As I remember, dot product is commutative, and so (a.b).(a.b) = (a.a).(b.b)
But when I apply to simple vectors it is all wrong, e.g:
a = (2, 2, 0)
b = (1, 0, 0)

(a.b).(a.b) = 2.2 = 4
(a.a).(b.b) = 8.1 = 8

Why are they different? Pls explain for me

Thanks

 

[AlephZero]

That is not what "commutative" means. It meas that (a.b) = (b.a)

It should be obvious that (a.b).(a.b) is not equal to (a.a).(b.b) in general.
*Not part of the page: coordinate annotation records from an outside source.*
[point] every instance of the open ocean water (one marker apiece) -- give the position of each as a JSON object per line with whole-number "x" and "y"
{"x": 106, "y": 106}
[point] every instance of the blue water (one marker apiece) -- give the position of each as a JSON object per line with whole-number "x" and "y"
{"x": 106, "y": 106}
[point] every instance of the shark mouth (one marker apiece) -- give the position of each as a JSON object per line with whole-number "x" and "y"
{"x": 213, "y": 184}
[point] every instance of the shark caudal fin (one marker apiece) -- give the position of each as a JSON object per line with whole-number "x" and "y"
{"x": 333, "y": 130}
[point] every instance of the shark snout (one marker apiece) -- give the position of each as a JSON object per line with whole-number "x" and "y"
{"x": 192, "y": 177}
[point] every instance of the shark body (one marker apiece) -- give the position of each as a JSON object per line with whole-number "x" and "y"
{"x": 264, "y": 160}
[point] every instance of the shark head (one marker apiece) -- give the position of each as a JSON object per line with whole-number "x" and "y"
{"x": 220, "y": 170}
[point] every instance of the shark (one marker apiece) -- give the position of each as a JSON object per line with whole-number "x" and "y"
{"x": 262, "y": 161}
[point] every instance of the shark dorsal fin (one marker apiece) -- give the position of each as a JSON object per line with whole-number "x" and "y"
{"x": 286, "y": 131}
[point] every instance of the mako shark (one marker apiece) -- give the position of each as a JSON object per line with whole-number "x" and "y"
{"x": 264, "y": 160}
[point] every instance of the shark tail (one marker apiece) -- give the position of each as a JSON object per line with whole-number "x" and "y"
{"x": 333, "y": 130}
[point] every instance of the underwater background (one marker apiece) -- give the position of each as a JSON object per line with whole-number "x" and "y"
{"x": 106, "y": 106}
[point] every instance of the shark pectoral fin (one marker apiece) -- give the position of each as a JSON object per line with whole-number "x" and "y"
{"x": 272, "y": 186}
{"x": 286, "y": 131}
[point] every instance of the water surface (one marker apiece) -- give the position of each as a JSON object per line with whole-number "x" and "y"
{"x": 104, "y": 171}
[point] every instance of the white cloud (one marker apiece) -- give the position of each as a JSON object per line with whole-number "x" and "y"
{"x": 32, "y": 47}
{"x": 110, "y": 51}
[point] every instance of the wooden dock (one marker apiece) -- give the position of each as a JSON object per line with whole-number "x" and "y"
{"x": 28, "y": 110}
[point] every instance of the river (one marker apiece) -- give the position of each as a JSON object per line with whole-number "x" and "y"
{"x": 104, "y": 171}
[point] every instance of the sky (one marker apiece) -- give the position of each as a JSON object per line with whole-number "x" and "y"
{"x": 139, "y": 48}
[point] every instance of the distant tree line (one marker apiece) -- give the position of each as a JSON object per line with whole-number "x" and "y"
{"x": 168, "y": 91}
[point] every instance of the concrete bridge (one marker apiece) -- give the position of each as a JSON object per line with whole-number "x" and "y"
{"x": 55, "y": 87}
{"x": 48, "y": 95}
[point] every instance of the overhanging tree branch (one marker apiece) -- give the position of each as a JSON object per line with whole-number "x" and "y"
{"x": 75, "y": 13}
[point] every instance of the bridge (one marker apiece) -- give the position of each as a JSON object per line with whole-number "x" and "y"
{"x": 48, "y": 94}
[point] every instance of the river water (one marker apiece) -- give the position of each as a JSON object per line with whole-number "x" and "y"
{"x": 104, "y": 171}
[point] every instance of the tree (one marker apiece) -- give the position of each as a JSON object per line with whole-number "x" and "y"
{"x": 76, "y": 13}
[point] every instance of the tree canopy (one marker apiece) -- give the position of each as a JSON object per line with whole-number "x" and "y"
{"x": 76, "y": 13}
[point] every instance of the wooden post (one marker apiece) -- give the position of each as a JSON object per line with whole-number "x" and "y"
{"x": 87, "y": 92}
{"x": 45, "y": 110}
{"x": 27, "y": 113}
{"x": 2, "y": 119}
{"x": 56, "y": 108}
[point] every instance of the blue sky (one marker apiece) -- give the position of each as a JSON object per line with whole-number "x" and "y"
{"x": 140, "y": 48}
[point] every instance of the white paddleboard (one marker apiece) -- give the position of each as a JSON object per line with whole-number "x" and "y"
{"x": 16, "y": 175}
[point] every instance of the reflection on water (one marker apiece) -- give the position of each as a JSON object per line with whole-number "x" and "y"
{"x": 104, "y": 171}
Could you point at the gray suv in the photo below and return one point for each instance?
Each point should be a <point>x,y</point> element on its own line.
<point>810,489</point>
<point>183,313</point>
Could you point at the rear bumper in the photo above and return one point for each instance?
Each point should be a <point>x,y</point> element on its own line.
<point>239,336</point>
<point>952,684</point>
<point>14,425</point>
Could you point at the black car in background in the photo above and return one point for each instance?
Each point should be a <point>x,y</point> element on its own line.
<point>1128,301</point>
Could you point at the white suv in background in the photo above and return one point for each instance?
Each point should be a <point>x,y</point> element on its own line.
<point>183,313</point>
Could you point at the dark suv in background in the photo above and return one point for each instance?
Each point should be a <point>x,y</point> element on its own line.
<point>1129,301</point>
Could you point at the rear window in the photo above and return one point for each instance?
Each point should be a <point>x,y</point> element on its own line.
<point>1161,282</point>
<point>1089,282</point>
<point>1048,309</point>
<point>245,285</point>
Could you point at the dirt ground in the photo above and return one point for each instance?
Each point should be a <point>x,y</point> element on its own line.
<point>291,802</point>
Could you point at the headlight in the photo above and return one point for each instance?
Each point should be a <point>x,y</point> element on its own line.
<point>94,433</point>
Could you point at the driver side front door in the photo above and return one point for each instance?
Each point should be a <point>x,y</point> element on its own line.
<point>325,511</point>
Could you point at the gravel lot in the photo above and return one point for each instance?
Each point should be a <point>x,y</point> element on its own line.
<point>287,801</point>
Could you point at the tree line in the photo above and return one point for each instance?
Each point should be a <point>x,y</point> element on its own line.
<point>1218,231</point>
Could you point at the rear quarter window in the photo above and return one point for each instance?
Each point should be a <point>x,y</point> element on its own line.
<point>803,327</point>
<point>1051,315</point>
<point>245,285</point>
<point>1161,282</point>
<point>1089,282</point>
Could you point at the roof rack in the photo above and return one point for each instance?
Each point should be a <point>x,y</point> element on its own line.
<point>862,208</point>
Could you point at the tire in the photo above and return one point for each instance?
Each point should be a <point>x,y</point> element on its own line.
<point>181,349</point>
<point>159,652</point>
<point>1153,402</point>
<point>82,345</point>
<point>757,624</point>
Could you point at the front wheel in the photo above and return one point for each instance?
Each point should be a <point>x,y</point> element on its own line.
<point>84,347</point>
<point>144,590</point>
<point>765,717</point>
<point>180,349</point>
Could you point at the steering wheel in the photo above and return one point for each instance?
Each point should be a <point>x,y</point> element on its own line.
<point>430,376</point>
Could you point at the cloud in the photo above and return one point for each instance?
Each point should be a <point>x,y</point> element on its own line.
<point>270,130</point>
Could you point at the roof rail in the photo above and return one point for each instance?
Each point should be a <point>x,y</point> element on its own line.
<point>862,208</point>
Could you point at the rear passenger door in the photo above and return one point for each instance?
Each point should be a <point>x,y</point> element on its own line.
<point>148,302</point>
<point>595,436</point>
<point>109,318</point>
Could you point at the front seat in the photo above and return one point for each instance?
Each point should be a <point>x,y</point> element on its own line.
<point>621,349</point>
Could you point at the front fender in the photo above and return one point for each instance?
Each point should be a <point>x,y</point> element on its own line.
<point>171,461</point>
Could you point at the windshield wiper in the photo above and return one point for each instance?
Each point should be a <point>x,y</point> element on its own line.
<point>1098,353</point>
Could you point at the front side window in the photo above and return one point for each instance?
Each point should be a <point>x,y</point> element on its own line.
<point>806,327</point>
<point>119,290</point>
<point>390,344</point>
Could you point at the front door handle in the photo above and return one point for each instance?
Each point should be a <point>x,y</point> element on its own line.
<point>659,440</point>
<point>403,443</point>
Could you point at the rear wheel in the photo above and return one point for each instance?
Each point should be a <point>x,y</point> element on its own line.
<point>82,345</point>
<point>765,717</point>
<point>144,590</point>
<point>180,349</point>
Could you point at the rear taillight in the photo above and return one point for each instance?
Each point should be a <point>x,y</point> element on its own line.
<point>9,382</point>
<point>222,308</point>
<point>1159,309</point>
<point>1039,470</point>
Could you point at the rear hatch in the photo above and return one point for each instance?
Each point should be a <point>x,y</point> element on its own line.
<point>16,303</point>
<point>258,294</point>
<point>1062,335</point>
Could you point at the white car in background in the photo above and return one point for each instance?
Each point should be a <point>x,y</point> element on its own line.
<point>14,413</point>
For example (a.b) can be 0 when (a.a) and (b.b) are both greater than 0.

 

[Mark44]

Also, your notation is misleading -- "(a.b).(a.b)". You are using a period (.) to indicate two different types of multiplication: the dot or scalar product that is defined for two vectors, and ordinary multiplication of real numbers.

Slightly better notation would be (a.b)(a.b), with nothing shown for the real number multiplication.

Even better would be to use a dot for the dot product, for which some simple LaTeX can be used: (a $\cdot$ b)(a $\cdot$ b).

 

[lemd]

Many thanks

 

[CellCoree]

for your question. The dot product is indeed commutative, which means the order of the vectors does not matter. However, in your example, you are not calculating the dot product correctly. The dot product is calculated by multiplying the corresponding components of the vectors and then adding them together. So for (a.b), it would be (2*1) + (2*0) + (0*0) = 2. Therefore, (a.b).(a.b) = 2*2 = 4, and (a.a).(b.b) = 8*1 = 8, which are the same. I hope this helps clarify things for you.